Mama Smoot died before Papa, and he didn’t want to live any longer after that. I tried to remind him of the consolations of his religion, but the Bible and the Chicago Tribune had both lost their efficacy. I don’t think Mama and Papa died altogether unfulfilled. I had received some publicity before Mama’s death, and she held Life magazine before her and said over and over, “And to think that he did it all by himself.” And I know that she had persuaded Papa to her point of view once again, because on his deathbed he asked me, “How is your painting going?”—a thing he had never done before.

In 1936 Edgar Lee was invited by the Boosters to make a speech at the celebration of Petersburg’s centennial. Miss Edith sent me a copy of his remarks. “No matter where life has taken me,” he said, “my heart has remained here.…I am one of you. I am prouder that I am sprung from this land than of anything else in my life. I have written books about you, with the idea of making you beloved where you are not known. My thanks go to you always.” He said to them, “The world is upset.…In America we are adrift from our old moorings.…If anything can save America it will be the Petersburg idea and conception of life, by which I mean self-reliance, courage, integrity, thrift, happiness.” Until that last word I’m sure he had his audience with him.
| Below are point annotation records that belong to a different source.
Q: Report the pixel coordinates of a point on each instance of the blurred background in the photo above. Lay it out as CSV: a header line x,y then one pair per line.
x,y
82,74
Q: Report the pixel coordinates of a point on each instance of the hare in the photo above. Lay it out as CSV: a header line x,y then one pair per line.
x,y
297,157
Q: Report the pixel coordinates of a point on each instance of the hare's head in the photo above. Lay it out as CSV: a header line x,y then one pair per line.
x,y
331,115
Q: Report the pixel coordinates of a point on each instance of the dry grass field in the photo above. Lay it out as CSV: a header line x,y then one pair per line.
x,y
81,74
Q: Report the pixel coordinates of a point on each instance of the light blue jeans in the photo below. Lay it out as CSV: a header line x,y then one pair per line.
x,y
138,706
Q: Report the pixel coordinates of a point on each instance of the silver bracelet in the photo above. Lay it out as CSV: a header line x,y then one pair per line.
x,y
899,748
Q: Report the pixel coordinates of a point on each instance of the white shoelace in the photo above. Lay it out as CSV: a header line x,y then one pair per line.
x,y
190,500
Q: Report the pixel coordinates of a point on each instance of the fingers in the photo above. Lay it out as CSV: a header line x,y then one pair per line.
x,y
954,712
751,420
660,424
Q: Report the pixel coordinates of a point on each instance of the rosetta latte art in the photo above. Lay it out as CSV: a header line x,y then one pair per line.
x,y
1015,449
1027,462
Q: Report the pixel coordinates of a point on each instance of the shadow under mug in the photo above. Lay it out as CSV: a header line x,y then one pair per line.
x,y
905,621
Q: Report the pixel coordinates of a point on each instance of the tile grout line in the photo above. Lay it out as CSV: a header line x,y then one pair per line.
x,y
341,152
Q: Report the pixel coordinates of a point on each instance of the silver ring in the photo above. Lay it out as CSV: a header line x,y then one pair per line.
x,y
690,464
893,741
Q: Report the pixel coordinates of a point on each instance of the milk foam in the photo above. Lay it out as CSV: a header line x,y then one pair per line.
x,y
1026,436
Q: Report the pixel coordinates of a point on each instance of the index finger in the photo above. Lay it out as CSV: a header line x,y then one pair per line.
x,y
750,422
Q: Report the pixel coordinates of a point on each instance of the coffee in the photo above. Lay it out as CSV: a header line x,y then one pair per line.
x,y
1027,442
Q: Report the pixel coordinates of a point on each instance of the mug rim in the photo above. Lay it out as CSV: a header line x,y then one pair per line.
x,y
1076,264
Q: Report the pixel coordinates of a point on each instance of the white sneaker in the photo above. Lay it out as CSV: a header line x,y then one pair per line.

If he had said righteousness instead…

It was not long after this that I began going to see him at the Chelsea. He was a myth of my childhood, an archetype on whom, knowingly and unknowingly, I had modelled myself. He had always lifted Petersburg, for me, to a plane broader and higher than its own view of itself. He had enhanced my life. He told me he had been back home. “I stayed with Uncle Will and Aunt Norma,” he said. “I said to them, ‘You know how much I’ve always loved Petersburg. I’m getting old and tired and Fm thinking about coming back and settling down.’ Uncle Will piped up, ‘Don’t you do it! Don’t you do it! They’ll pluck out every pinfeather you’ve got!’ ”

Edgar Lee died in 1950 and was buried in Oakland Cemetery. The Petersburg paper wrote, “Let us not discuss his books or his philosophy or his individualism. Suffice it to say that Edgar Lee Masters has come home.”